Amy was too English to be afraid of a horse, and with wraps that soon proved burdensome in the increasing warmth of the day, she and Burt dashed down the slopes and hill that led to the river, and out upon the wide, white plain. She was a little nervous as she thought of the fathoms of cold, dark water beneath her; but when she saw the great loads of lumber and coal that were passing to and fro on the track she was convinced that the ice-bridge was safe, and she gave herself up to the unalloyed enjoyment of the grand scenery. First they crossed Newburgh Bay, with the city rising steeply on one side, and the Beacon Mountains further away on the other. The snow covered the ice unbrokenly, except as tracks crossed here and there to various points. Large flocks of crows were feeding on these extemporized roadways, and they looked blacker than crows in the general whiteness. As the sleigh glided here and there it was hard for Amy to believe that they were in the track of steamers and innumerable sail-boats, and that the distant shores did not slope down to a level plain, on which the grass and grain would wave in the coming June; but when Burt turned southward and drove under the great beetling mountains, and told her that their granite feet were over a hundred yards deep in the water, she understood the marvellous engineering of the frost-spirit that had spanned the river, where the tides are so swift, and had so strengthened it in a few short days and nights that it could bear enormous burdens.

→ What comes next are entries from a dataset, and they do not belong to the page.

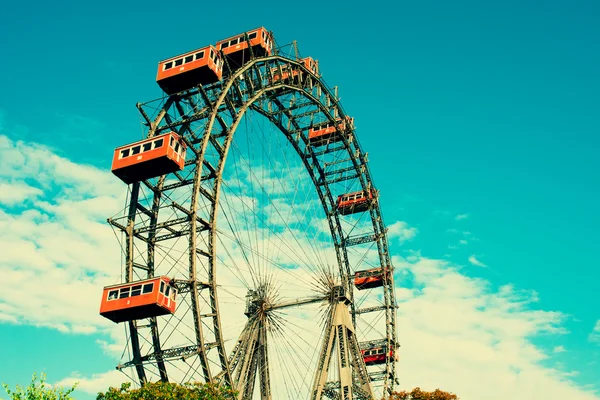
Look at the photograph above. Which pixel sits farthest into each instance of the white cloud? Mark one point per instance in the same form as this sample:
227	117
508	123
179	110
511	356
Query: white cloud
17	192
460	335
401	231
559	349
456	332
595	334
473	260
58	249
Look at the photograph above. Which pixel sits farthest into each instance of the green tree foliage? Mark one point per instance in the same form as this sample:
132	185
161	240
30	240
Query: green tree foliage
418	394
39	390
168	391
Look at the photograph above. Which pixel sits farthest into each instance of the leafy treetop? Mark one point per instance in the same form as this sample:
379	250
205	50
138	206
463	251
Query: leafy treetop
168	391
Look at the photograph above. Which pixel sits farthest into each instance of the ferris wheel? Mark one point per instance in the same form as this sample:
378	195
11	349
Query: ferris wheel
255	252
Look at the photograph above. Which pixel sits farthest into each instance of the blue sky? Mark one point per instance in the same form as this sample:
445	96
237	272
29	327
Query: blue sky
480	120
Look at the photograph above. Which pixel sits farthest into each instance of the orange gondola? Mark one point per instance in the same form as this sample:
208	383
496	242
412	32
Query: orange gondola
136	300
198	67
149	158
237	51
370	278
322	134
377	354
354	202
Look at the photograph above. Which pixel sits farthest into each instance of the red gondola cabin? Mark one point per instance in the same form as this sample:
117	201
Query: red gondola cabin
370	278
198	67
236	49
354	202
137	300
286	71
376	354
149	158
322	134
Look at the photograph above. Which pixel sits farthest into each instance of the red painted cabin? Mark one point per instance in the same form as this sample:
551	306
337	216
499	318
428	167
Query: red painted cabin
285	72
377	354
149	158
370	278
198	67
326	133
236	49
354	202
137	300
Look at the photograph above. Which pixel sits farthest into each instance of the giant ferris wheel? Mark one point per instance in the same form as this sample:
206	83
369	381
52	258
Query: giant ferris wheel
255	252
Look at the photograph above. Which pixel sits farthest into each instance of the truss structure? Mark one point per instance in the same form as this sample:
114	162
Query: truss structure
171	227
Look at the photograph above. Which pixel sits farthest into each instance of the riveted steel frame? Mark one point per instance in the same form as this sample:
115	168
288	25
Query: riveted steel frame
207	118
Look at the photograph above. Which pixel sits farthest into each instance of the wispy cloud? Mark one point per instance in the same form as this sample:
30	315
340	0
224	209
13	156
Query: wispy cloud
457	332
559	349
473	260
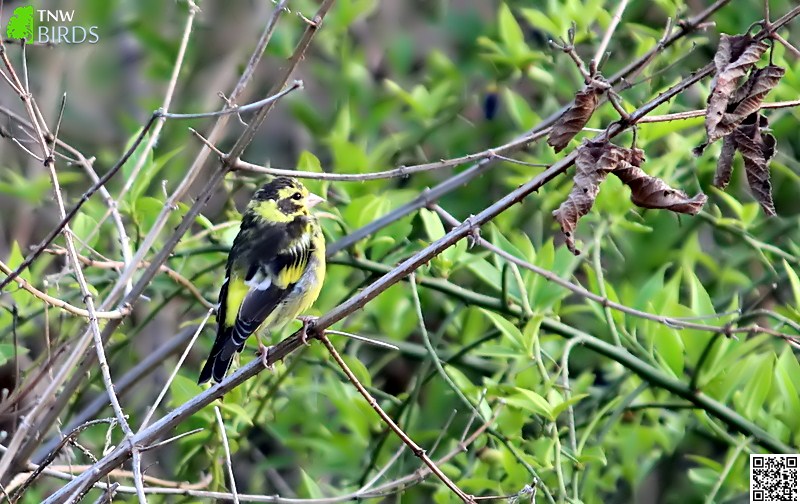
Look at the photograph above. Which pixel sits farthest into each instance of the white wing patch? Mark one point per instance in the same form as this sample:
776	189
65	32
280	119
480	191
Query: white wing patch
260	281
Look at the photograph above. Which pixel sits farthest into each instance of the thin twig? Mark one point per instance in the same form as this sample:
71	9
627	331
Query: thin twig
672	322
294	86
60	303
615	19
175	369
414	447
227	449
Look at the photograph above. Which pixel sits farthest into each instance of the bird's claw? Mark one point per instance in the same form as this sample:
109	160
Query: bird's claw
263	351
306	320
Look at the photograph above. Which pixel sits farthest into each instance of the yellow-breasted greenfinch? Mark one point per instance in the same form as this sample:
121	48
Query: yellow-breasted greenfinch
275	271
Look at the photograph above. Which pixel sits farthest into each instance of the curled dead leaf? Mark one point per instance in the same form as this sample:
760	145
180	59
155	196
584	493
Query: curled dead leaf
751	94
594	162
725	162
575	118
735	56
652	192
586	185
757	148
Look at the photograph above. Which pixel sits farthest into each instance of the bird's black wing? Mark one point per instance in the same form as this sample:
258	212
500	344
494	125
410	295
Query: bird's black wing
265	259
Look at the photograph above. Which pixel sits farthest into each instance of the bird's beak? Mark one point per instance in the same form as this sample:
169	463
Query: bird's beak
313	200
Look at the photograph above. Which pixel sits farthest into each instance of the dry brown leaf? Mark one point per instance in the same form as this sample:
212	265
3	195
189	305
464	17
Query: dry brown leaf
757	149
589	172
725	163
735	55
749	96
652	192
594	162
576	117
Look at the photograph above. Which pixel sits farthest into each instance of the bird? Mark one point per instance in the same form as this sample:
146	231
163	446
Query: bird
274	272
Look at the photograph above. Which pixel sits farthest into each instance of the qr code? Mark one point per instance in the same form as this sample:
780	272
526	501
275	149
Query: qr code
773	479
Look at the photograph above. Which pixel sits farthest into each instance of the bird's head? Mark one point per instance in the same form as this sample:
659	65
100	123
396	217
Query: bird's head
283	199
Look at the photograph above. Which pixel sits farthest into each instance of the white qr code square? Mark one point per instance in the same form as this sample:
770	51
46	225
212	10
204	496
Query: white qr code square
773	479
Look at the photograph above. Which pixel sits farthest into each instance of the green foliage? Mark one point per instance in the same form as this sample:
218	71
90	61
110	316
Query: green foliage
593	404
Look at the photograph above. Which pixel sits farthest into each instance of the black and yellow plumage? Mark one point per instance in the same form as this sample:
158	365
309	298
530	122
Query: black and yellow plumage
275	270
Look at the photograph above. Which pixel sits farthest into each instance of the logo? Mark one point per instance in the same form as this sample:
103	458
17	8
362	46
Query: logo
44	26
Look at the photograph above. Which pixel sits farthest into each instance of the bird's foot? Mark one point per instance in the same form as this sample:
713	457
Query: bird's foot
263	351
306	320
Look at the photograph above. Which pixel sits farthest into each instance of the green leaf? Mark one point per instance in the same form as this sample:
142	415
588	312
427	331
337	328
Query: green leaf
508	329
149	171
359	369
531	401
7	352
510	32
433	225
787	379
308	487
795	283
237	411
757	388
83	226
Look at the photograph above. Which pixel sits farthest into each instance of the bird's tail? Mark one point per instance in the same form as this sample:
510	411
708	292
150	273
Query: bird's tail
219	361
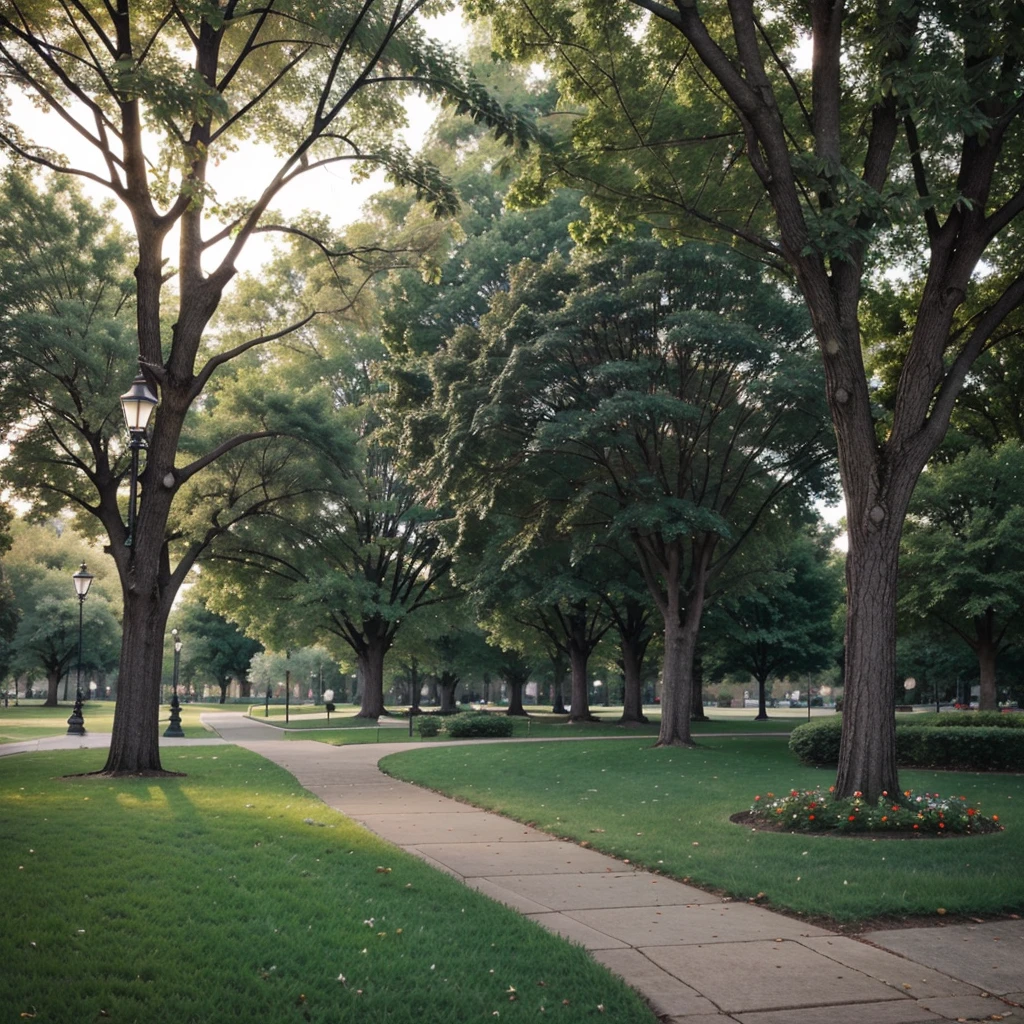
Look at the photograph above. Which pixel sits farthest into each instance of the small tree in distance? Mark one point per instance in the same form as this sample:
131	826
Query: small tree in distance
159	96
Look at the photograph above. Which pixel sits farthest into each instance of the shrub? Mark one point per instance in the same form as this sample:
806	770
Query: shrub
479	723
968	749
970	720
978	749
427	725
817	742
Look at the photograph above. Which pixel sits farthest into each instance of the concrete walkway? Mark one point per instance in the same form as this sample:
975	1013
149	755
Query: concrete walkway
696	958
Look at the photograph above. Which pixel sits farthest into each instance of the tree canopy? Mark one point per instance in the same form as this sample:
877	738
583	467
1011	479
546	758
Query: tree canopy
899	144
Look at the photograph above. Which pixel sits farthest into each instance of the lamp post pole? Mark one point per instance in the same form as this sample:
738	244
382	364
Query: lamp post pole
83	581
137	404
174	727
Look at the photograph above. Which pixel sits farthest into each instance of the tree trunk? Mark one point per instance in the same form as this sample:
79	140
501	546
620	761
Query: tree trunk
867	748
515	697
987	695
415	685
371	659
632	685
580	711
446	684
135	737
677	677
762	715
557	681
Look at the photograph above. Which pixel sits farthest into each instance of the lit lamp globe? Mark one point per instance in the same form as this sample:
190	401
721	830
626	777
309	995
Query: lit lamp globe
137	404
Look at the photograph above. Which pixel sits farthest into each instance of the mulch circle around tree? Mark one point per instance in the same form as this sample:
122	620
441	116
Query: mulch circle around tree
983	827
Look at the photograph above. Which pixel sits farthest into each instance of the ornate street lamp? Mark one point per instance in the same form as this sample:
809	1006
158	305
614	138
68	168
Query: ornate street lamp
137	404
174	727
83	581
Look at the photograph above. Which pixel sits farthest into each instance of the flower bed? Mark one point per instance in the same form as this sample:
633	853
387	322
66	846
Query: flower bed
909	813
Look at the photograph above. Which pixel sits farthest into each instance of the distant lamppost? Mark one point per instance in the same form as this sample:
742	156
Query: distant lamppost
137	404
83	581
174	727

Never before had she seen such grand and impressive scenery. They could drive within a few feet of the base of Storm King and Cro' Nest; and the great precipices and rocky ledges, from which often hung long, glittering icicles, seemed tenfold more vast than when seen from a distance. The furrowed granite cliffs, surmounted by snow, looked like giant faces, lined and wrinkled by age and passion. Even the bright sunshine could do little to soften their frowning grandeur. Amy's face became more and more serious as the majesty of the landscape impressed her, and she grew silent under Burtis's light talk. At last she said:

"How transient and insignificant one feels among these mountains! They could not have looked very different on the morning when Adam first saw Eve."

"They are indeed superb," replied Burt, "and I am glad my home—our home—is among them; and yet I am sure that Adam would have found Eve more attractive than all the mountains in the world, just as I find your face, flushed by the morning air, far more interesting than these hills that I have known and loved so long."

"My face is a novelty, brother Burt," she answered, with deepening color, for the young fellow's frequent glances of admiration were slightly embarrassing.